Introduction
Le concept d’intentionnalité de la consсience joue un rôle prépondérant dans la
philosophie d’Emmanuel Levinas. Сe sujet a occupé l’attention du philosophe durant de
nombreuses années: en tant que découverte la plus significative et contribution la plus
importante de la phénoménologie, puis en tant que fil conducteur de sa propre pensée.
L’importance de l’idée d’intentionnalité, ainsi que l’héritage des idées de Husserl dans sa
propre philosophie nous permettront de comprendre à quel point Levinas reste un
phénoménologue. Sur ce point, nous adhérons au propos de Yasuhiko Murakami pour qui :
« presque tous les commentateurs interprètent métaphysiquement1 Lévinas et pratiquement
personne n’a jamais essayé une lecture véritablement phénoménologique de l’ensemble de
l’œuvre de Levinas... La pensée de Lévinas devient plus phénoménologique lorsqu’il recherche
le vécu non-théorique et non-thématique que lorsqu’il critique la primauté de la théorie et de la
représentation dans la phénoménologie.»2
Chez Levinas nous pouvons distinguer trois niveaux de discussion : éthique, esthétique
et phénoménologique. Le niveau phénoménologique conditionne les deux premiers. En effet,
les définitions des niveaux éthique et esthétique ne proviennent que des analyses
phénoménologiques que Levinas entreprend dans ses premières œuvres philosophiques. Les
analyses de l’acte intentionnel et la signification des sensations dans cet acte permettent à
Levinas de dégager une autre sorte de conscience non-intentionnelle. Le caractère inouï de la
tentative de Levinas réside dans cette volonté de saisir les deux facettes de la conscience en
inversant la terminologie phénoménologique : l’acte par le non-acte, ou autrement dit, l’activité
par la passivité, la continuité du temps par la discontinuité des moments « non-récupérables »,
le sens constitué par la rupture de tout sens, la forme de la pensée par sa matière. Cela ne
signifie pas le simple retour dans la métaphysique (comme certains ont pu le critiquer), dans le
sensualisme ou encore dans le naturalisme de notre existence. Il s’agit d’un demi-retour qui
nous mène aux interstices de la phénoménologie intentionnelle et qui nous indique la voie de
dépassement de ses antipodes (le naturalisme de la conscience et la métaphysique). D’après
Levinas, il s’agit ici du sens de la transcendance véritable ou selon ses termes : « l’excedance ».
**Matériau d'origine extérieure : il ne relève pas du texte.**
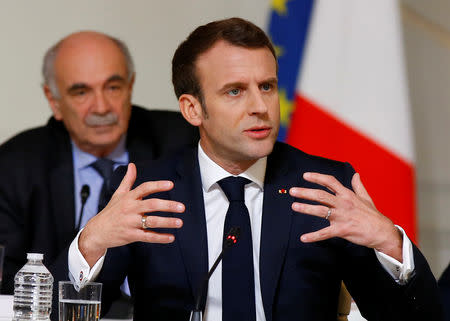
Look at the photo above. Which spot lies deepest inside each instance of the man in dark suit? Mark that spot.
(88, 81)
(306, 229)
Il convient donc de parler non pas de « surcroît » (surplus) en haut inaccessible, mais de
« surcroît » en profondeur accessible phénoménologiquement dans les analyses des
phénomènes du corps et de la sensibilité. L’expérience de notre propre subjectivité nous donne
1 Par exemple D.Janicaud, Le tournant théologique de la phénoménologie française, Combat, L’Éclat, 1991 ou
F. Dastur dans son article «Lntentionnalité et méthaphysique » // Positivité et transcendance, Presses
Universitaires de France, 2000.
2 Yasuhiko Murakami, Lévinas Phénoménologue, Éditions Jérôme Millon, Grenoble, 2002, pp. 11-14.